A report in the July 28 New England Journal of Medicine (NEJM) provides no support for the efficacy of echinacea, one of the most popular herbal products, in preventing or alleviating the symptoms of the common cold. Millions of Americans use supplemental echinacea, which is made from any one of several species of the purple coneflower, for just those purposes. But should they rely on it?
In the study, supported by the federal National Center for Complementary and Alternative Medicine of the National Institutes of Health, researchers tested extracts of Echinacea angustifolia roots on 399 healthy young volunteers who agreed to be exposed to cold viruses. Some of the participants were given echinacea before being exposed to see if the supplement prevented illness, while others were given a placebo. After exposure, some continued to receive echinacea, while others got a placebo.
All the volunteers were secluded in hotel rooms for five days after exposure, while the researchers performed nasal washings (to look for virus particles and immune system response) and assessed the presence and severity of any cold symptoms.
The timing of the doses didn't make any difference. Echinacea neither prevented the onset of cold symptoms nor did lessened their severity in the cases of people who actually became ill.
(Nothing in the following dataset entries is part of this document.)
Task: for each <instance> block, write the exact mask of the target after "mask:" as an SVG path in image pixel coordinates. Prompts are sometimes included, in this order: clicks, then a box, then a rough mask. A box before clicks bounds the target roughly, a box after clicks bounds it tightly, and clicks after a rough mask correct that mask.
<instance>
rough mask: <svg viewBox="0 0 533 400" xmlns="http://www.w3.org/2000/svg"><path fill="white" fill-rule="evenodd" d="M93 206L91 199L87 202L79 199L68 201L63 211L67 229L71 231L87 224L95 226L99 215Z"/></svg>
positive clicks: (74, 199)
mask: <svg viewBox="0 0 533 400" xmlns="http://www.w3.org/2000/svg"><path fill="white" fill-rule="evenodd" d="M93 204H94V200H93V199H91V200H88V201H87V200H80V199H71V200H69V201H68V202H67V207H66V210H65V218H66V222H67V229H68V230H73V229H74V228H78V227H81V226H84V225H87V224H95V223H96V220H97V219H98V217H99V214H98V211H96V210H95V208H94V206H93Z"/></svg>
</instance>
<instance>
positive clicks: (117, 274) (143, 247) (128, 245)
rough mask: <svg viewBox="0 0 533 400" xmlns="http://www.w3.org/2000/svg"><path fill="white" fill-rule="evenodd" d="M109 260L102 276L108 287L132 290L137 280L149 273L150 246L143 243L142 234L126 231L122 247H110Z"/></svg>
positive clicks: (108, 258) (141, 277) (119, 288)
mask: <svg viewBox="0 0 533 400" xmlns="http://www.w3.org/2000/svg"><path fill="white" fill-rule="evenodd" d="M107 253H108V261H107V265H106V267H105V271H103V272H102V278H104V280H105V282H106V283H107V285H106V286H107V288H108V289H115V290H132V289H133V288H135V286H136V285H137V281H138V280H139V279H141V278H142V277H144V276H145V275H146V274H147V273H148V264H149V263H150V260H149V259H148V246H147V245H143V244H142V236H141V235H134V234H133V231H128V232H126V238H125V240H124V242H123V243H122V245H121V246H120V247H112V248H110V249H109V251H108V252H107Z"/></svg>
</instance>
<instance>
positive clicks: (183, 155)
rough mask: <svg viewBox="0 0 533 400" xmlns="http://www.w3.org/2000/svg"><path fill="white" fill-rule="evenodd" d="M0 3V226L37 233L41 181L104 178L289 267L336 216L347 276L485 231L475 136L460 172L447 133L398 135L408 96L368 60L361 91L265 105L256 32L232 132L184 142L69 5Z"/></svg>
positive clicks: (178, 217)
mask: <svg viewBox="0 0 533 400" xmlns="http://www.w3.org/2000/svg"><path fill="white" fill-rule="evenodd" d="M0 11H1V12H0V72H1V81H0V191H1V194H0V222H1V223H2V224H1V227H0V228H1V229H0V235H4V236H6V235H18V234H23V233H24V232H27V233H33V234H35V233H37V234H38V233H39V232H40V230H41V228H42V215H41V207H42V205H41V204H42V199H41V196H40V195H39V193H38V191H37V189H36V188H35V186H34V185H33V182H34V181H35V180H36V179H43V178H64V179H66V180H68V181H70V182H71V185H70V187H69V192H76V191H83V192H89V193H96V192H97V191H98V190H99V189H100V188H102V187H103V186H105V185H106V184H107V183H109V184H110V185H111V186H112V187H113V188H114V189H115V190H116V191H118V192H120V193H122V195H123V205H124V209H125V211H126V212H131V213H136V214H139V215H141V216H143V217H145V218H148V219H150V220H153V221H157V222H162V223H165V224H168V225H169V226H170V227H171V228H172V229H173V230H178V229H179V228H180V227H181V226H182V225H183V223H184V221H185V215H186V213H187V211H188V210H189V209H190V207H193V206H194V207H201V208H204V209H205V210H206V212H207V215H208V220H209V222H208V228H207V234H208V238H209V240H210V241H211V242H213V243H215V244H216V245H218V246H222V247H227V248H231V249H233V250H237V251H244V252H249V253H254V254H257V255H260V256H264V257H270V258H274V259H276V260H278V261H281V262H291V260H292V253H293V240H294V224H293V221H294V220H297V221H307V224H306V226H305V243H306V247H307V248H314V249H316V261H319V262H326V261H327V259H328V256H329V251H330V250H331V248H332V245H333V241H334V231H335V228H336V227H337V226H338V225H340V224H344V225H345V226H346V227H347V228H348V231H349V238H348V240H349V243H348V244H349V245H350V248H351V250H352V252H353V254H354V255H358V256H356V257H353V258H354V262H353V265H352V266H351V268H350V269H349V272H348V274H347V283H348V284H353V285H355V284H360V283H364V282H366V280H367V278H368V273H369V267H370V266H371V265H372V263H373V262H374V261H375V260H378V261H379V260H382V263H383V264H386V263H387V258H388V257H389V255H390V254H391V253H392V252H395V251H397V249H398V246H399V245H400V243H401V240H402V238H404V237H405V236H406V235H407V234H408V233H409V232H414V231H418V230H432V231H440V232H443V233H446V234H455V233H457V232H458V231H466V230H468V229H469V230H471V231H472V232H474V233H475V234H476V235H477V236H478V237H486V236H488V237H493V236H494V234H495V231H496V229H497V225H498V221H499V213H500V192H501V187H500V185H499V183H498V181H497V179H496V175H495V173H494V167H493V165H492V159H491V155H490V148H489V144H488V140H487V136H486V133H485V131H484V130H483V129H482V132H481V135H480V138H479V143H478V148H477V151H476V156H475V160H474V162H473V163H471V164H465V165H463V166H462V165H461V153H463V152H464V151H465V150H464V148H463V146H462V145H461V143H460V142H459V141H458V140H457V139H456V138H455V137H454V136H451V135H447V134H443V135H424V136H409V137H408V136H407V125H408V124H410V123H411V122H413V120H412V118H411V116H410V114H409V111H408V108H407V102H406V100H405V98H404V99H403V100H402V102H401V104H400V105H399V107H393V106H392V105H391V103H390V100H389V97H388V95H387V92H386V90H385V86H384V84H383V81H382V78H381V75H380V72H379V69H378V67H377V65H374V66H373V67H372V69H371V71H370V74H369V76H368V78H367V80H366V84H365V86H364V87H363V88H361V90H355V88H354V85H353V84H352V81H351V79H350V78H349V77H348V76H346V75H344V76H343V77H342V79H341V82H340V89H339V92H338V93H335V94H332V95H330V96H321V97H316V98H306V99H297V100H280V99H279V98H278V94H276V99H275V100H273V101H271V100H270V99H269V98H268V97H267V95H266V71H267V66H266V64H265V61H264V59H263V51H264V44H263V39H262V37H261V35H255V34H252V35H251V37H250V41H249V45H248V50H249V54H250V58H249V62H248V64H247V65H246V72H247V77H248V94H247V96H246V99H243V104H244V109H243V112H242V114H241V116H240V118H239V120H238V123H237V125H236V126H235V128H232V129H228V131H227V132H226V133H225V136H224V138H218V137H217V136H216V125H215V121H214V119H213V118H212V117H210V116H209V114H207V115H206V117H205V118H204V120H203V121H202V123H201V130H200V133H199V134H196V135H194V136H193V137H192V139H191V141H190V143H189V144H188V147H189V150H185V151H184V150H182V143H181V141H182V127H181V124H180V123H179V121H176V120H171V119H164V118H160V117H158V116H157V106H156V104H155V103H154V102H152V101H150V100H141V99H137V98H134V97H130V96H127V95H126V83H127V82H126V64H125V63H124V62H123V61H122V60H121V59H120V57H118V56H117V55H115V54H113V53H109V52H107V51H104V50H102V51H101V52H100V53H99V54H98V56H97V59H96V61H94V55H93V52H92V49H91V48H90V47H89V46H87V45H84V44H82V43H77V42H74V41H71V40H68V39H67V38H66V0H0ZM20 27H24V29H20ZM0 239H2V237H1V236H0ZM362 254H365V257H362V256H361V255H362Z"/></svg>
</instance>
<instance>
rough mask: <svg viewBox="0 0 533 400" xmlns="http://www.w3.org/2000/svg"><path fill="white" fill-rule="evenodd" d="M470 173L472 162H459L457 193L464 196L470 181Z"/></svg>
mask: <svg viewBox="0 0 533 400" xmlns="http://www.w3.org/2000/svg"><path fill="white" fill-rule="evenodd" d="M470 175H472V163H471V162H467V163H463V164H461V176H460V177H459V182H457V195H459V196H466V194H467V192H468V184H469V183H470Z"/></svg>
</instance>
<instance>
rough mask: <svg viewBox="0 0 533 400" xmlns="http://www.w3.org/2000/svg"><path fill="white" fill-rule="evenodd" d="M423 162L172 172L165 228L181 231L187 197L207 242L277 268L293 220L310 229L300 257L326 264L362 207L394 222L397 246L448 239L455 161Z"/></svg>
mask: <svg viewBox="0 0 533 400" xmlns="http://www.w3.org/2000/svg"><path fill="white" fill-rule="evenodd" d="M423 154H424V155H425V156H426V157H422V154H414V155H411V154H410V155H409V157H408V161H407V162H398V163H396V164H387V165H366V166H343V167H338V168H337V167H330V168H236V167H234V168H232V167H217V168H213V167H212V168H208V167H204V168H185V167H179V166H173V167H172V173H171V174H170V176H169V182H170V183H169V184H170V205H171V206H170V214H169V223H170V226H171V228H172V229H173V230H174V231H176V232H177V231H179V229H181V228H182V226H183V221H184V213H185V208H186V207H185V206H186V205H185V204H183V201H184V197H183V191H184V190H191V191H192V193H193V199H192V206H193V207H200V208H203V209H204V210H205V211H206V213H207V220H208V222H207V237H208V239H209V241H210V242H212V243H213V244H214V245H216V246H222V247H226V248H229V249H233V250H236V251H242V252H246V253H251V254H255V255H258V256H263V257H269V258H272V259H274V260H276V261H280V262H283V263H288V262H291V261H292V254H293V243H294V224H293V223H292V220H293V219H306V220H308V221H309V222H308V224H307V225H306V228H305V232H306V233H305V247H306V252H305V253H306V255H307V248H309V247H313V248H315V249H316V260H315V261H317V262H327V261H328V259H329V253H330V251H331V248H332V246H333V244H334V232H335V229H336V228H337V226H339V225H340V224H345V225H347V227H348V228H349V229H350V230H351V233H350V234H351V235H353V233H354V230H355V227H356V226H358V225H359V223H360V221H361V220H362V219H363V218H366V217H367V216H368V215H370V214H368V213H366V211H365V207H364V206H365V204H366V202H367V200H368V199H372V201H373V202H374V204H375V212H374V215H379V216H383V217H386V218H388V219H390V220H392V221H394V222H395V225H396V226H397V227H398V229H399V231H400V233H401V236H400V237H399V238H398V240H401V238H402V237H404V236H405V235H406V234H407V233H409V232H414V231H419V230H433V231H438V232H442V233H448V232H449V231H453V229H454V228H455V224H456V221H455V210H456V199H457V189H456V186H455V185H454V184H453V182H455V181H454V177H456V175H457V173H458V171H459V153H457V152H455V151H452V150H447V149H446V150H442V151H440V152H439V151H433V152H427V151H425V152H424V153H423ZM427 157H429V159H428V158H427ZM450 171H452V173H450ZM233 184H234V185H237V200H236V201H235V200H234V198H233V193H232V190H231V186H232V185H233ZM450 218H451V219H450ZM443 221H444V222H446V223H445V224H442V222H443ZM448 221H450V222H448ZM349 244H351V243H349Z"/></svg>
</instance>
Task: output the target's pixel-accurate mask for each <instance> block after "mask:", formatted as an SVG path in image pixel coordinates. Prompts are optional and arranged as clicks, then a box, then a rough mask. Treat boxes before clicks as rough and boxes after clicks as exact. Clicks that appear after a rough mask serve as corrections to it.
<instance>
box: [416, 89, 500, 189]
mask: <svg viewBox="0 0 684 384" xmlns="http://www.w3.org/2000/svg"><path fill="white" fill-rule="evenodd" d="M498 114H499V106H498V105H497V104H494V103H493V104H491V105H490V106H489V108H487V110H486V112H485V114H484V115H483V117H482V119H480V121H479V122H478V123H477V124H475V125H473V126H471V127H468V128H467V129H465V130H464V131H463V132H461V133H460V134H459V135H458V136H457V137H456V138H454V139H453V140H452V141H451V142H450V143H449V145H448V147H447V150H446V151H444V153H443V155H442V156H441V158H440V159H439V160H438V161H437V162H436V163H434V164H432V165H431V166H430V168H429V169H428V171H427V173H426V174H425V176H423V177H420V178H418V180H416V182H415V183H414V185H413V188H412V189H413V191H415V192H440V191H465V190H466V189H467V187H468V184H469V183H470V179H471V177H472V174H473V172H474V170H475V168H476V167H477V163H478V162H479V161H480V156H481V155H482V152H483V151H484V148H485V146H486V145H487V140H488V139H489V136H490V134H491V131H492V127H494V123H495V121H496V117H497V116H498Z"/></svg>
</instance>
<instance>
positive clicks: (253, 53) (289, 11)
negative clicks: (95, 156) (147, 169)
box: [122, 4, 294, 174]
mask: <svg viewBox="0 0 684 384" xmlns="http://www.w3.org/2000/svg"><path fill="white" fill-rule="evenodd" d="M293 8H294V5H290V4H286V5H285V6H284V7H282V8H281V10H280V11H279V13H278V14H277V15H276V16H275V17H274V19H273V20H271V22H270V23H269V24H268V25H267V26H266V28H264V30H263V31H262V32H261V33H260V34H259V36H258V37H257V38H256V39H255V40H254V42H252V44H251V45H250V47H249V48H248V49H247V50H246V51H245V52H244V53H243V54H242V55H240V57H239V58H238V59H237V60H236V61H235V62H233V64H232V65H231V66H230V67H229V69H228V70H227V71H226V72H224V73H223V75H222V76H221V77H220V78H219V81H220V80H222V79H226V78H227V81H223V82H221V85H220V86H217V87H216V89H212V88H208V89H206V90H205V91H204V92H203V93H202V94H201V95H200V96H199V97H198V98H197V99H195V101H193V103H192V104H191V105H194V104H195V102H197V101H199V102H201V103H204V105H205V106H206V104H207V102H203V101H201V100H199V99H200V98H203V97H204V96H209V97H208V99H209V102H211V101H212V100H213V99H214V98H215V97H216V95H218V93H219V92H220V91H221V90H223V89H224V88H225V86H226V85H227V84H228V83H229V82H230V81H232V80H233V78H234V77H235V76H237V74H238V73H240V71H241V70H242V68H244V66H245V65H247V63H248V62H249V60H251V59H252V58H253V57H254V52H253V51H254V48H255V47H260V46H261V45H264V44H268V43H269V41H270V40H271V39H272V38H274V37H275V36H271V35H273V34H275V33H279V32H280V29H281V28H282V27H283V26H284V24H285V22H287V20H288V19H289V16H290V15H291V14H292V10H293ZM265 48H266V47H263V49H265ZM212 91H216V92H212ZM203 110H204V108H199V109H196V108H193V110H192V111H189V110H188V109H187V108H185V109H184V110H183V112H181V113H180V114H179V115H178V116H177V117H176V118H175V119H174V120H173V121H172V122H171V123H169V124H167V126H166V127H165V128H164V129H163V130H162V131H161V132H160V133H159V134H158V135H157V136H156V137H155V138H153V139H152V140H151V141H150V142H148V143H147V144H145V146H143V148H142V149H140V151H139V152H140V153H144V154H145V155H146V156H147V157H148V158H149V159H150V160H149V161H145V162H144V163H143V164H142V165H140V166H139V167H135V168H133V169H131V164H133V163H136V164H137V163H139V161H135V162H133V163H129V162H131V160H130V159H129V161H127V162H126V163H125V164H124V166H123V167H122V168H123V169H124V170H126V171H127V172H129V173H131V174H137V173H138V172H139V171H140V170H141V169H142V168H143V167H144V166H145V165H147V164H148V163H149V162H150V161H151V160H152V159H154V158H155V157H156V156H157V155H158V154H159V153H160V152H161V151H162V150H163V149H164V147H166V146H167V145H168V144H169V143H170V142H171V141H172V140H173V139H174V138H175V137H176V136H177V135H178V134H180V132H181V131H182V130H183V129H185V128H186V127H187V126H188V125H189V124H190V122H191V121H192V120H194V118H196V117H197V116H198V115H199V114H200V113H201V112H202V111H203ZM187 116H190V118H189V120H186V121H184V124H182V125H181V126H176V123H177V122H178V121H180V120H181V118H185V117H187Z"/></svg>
The American Botanical Council, a non-profit organization based in Austin, TX, downplayed the significance of the study's results, suggesting that higher doses than those used in the study should be tested. The group also pointed out that the echinacea extracts tested were made in the researchers' lab and were not necessarily the same as the products consumers would buy in stores. They did admit, however, that the NEJM researchers were experienced in studying the herb and that the study was well designed and executed.
But Dr. Wallace Sampson, an ACSH scientific advisor, in a commentary in the NEJM, takes the opposite point of view. In his opinion, we have reached a point of marginal returns with respect to studying the effects of such remedies. Noting that the NIH has spent nearly $1.5 billion since 1999 supporting research into alternative medicine methods, with "no evidence of efficacy and little evidence of inefficacy," he states that NCCAM "must consider halting its search for active remedies through clinical trials of treatments of low plausibility."
Although the alternative medicine movement is alive and well in the United States, we must acknowledge that very few of the remedies in its domain have been shown to be efficacious by the standards of modern science. Some, as we have pointed out (see http://www.acsh.org/factsfears/newsID.389/news_detail.asp, http://www.acsh.org/factsfears/newsID.143/news_detail.asp, and http://www.acsh.org/publications/pubID.515/pub_detail.asp) can interfere with the action of prescription medications such as oral contraceptives and immunosuppressant drugs.
Perhaps, as Dr. Sampson has suggested, we might gain more by studying the "psychology of personal beliefs in irrational proposals [and] in the study of erroneous thinking" than by continued testing of products that seem to benefit their producers more than their consumers. Dr. Gilbert Ross, ACSH medical director adds, "There is no such thing as 'alternative' medicine. Medical science deals with effective and safe treatments, based on objective evidence. The 'alternative' is not medicine, but superstition or faith."
Ruth Kava, Ph.D., R.D., Director of Nutrition, American Council on Science and Health (ACSH.org, HealthFactsAndFears.com).